Expression of rice CMT3 in developing seeds. A, CMT3 expression was measured during early seed development. The gene expression levels are relative to the 0-HAF sample; 24 and 48 HAF correspond to syncytial stages of endosperm development when the nuclei divide rapidly before cellularization. B, Expression of rice CMT3 at the 48-HAF time point in seeds developing under a range of temperatures with 2°C increments.
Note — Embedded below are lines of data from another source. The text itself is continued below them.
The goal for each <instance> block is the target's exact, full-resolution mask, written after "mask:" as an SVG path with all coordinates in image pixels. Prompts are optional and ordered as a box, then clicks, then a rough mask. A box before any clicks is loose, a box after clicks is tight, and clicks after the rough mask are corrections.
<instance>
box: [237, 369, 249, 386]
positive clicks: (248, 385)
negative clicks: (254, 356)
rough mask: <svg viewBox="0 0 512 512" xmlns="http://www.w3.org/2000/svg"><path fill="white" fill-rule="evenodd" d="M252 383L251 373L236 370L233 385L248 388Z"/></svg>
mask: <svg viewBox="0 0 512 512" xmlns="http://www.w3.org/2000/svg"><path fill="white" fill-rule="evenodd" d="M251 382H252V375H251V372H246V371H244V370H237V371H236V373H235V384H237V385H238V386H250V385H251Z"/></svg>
The data are presented as means ± sds from three independent biological replicates.

Figure 9.

Gene expression of syncytial stage-specific MADS-box genes (OsMADS82, OsMADS87, and AGL36) and cellularization stage-specific SSII. A to D, Gene expression levels for syncytial and cellularization stage-specific genes in control and moderately heat-stressed seeds at 48 HAF. The stress was imposed at 24 HAF. E to H, Gene expression was measured in wild-type (WT) seeds and OsFIE1 overexpression seeds. Wild-type seeds were sampled at 24 and 48 HAF to compare with the 48-HAF OE-OsFIE1 seeds for measuring expression of MADs-box genes and ssII. The data are presented as means ± sds.

Figure 10.

Silencing histone modification (H3K27me3) levels of syncytial stage-specific type I MADS-box genes under moderate heat stress. The rice MADS-box genes assayed are OsMADS82 (A), OsMADS87 (B), and AGL36 (C). Level of H3K27me3 marks is presented as a percentage of input DNA.